Intervention de Pascal Clément

Réunion du 16 mai 2006 à 10h30
Réforme des successions et des libéralités — Discussion d'un projet de loi

Pascal Clément, garde des sceaux, ministre de la justice :

Madame la présidente, monsieur le président de la commission, monsieur le rapporteur, mesdames, messieurs les sénateurs, vous examinez aujourd'hui le projet de loi portant réforme du droit des successions et des libéralités tel qu'il a été adopté par l'Assemblée nationale le 22 février dernier.

Il s'agit, nul ne l'ignore ici, d'un texte essentiel.

Le droit de la famille connaît, depuis maintenant plus de trois années, une profonde et nécessaire mutation. Après la réforme du droit du divorce, qui est entrée en vigueur le 1er janvier 2005, et celle de la filiation, qui s'appliquera à partir du 1er juillet prochain, le Gouvernement entend, par ce projet de loi, moderniser en profondeur le droit des successions et des libéralités.
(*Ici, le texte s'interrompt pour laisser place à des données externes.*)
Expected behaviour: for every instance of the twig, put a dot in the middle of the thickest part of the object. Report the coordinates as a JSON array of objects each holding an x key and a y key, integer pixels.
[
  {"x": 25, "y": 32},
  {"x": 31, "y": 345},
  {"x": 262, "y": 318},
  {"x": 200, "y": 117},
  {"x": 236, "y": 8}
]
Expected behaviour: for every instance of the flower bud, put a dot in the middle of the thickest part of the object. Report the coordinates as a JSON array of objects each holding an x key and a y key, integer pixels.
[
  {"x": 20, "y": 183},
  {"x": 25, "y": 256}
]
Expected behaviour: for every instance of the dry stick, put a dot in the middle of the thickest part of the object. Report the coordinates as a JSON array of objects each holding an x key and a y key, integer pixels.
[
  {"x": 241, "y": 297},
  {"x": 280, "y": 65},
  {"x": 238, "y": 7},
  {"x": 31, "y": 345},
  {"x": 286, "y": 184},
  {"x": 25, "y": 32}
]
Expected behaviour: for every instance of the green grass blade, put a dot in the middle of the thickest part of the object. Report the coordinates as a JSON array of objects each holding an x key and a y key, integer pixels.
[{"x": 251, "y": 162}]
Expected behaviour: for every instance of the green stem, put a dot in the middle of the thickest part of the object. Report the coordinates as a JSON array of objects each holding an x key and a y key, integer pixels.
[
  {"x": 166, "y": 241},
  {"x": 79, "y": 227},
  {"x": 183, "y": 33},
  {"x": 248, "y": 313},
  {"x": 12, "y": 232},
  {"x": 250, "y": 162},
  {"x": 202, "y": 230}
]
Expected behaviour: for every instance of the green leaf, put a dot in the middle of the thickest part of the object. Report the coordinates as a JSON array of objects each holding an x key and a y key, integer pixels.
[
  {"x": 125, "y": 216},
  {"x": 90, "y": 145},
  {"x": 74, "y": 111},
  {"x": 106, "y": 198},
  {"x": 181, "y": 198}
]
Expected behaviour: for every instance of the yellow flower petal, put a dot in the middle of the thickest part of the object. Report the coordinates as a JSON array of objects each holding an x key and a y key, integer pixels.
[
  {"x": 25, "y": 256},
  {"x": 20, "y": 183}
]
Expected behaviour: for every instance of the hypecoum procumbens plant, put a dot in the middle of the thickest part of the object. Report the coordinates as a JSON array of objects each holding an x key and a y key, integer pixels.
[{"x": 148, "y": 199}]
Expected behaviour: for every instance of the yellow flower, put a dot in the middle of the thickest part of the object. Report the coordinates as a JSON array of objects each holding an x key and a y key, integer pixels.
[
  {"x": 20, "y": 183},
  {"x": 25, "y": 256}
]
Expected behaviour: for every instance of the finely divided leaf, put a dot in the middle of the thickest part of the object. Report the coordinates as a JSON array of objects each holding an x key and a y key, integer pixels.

Par la force des choses, le droit des successions intéresse tous nos concitoyens. Ce droit a pourtant été peu modifié depuis 1804 et souffre aujourd'hui d'une certaine rigidité, qui n'est plus comprise et que les praticiens ont beaucoup de mal à justifier. Ce droit, pour une grande part obsolète, se révèle ainsi incapable de répondre aux attentes des familles. Je pense autant aux familles qui s'entendent, et qui souhaitent pouvoir organiser en bonne intelligence la transmission du patrimoine, qu'aux familles qui ne s'entendent plus et qui souhaitent surmonter aussi rapidement que possible leurs désaccords.

D'importantes modifications du droit des successions ont déjà été apportées par la loi du 3 décembre 2001 relative aux droits du conjoint survivant. Cette loi avait d'ailleurs été l'occasion pour votre assemblée de marquer l'intérêt tout particulier qu'elle porte à cette question. Vous aviez, à l'époque, mesdames, messieurs les sénateurs, considérablement amélioré le texte de la proposition de loi adoptée par l'Assemblée nationale.
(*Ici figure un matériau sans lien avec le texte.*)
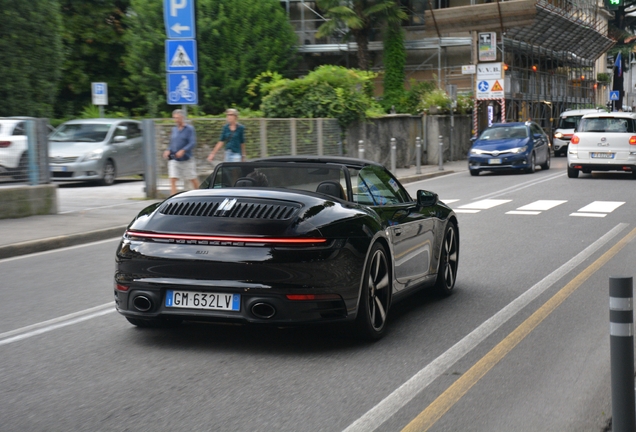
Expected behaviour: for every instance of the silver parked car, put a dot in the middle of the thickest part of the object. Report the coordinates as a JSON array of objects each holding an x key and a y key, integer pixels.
[
  {"x": 603, "y": 142},
  {"x": 96, "y": 149}
]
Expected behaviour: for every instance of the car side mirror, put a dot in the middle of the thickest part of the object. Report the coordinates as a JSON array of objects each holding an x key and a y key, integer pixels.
[{"x": 426, "y": 198}]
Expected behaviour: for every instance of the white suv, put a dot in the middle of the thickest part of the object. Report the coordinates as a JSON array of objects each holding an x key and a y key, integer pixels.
[
  {"x": 603, "y": 142},
  {"x": 568, "y": 121}
]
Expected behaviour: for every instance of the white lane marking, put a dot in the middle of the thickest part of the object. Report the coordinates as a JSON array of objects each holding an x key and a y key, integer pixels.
[
  {"x": 386, "y": 408},
  {"x": 519, "y": 187},
  {"x": 601, "y": 207},
  {"x": 55, "y": 323},
  {"x": 589, "y": 214},
  {"x": 484, "y": 204},
  {"x": 37, "y": 254},
  {"x": 523, "y": 212},
  {"x": 542, "y": 205},
  {"x": 98, "y": 208}
]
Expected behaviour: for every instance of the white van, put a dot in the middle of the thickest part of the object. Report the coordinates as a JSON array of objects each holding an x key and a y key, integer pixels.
[{"x": 568, "y": 121}]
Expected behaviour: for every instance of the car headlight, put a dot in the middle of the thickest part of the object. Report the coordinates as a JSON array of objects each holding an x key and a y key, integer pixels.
[
  {"x": 519, "y": 149},
  {"x": 95, "y": 154}
]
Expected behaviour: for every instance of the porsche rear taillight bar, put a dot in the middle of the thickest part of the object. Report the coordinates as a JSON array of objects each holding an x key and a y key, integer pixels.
[{"x": 277, "y": 240}]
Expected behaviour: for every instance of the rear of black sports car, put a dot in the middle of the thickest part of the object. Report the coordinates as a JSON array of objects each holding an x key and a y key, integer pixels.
[{"x": 233, "y": 254}]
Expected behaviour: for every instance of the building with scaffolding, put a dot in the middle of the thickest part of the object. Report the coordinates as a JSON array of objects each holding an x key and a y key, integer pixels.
[{"x": 552, "y": 51}]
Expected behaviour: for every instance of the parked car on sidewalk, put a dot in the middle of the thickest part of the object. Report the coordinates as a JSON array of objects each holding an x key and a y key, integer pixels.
[
  {"x": 286, "y": 240},
  {"x": 510, "y": 146},
  {"x": 604, "y": 142},
  {"x": 568, "y": 121},
  {"x": 96, "y": 150},
  {"x": 14, "y": 156}
]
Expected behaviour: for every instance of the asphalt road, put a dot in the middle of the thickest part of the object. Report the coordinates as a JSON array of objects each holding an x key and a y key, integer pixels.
[{"x": 523, "y": 343}]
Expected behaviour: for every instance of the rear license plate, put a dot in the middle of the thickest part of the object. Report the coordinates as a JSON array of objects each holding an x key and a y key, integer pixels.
[
  {"x": 201, "y": 300},
  {"x": 603, "y": 155}
]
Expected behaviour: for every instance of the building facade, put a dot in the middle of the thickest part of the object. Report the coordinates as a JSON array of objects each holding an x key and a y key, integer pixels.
[{"x": 552, "y": 52}]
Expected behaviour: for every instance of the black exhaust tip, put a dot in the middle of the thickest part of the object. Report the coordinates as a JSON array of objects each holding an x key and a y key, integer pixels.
[
  {"x": 142, "y": 303},
  {"x": 263, "y": 310}
]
Plus important encore, vous aviez formulé le souhait, particulièrement raisonné, de mettre à profit l'examen de cette proposition de loi en procédant à une refonte générale du droit des successions.

Encore aujourd'hui, l'intérêt et la volonté de réformer en profondeur ce droit sont présents. J'en veux pour preuve la grande qualité des travaux menés par la commission des lois du Sénat et l'initiative de son président, Jean-Jacques Hyest, qui a déposé récemment, avec M. Nicolas About, une nouvelle proposition de loi en la matière.
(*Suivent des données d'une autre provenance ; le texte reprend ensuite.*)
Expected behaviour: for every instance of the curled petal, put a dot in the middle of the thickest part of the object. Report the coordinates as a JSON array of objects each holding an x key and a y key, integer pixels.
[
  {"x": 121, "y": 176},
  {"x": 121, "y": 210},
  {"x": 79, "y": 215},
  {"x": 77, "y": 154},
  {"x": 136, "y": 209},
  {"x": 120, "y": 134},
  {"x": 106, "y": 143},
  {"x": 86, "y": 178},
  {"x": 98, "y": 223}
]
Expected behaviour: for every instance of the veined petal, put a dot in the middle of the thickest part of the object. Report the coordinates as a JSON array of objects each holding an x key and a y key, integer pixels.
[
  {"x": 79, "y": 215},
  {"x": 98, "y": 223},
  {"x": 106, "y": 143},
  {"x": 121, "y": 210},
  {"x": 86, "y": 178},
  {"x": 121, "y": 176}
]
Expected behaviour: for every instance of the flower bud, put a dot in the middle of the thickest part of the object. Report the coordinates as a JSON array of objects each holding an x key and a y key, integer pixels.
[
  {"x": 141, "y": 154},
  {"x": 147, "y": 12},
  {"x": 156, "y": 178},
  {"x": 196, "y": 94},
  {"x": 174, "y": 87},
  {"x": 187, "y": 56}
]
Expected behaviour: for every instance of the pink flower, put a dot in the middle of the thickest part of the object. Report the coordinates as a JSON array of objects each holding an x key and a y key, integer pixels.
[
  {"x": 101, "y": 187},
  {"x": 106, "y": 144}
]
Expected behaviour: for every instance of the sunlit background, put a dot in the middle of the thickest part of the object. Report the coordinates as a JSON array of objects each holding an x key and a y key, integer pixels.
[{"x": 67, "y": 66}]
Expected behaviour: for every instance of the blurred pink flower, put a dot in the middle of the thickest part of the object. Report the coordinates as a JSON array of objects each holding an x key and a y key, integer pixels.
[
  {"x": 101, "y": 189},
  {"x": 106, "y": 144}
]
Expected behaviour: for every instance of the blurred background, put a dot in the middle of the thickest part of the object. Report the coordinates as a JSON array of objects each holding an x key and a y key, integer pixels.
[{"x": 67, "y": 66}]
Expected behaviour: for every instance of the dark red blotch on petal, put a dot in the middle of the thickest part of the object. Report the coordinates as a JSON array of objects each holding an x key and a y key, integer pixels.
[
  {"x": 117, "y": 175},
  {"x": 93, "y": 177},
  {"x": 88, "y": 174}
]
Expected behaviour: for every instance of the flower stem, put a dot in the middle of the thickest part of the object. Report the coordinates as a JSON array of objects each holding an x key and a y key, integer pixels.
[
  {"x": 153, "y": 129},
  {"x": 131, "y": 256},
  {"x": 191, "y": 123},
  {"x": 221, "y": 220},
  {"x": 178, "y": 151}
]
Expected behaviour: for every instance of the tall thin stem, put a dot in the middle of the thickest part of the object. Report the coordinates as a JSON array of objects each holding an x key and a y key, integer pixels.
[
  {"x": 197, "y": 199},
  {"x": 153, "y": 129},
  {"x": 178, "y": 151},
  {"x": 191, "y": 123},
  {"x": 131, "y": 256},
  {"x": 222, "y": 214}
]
Le texte qui vous est soumis réalise l'objectif tant attendu d'adapter le droit des successions et des libéralités à certaines évolutions importantes de notre société contemporaine.

Ces évolutions sont d'ordre démographique et sociologique. Tout d'abord, avec le vieillissement de la population, on hérite de plus en plus tard. Ensuite, avec les familles recomposées, la configuration des successions devient de plus en plus complexe.

Ces mutations sont également de nature économique : chaque année, près de 10 000 entreprises disparaissent en raison du décès de l'entrepreneur et, dans les dix ans à venir, 450 000 entreprises devront être transmises.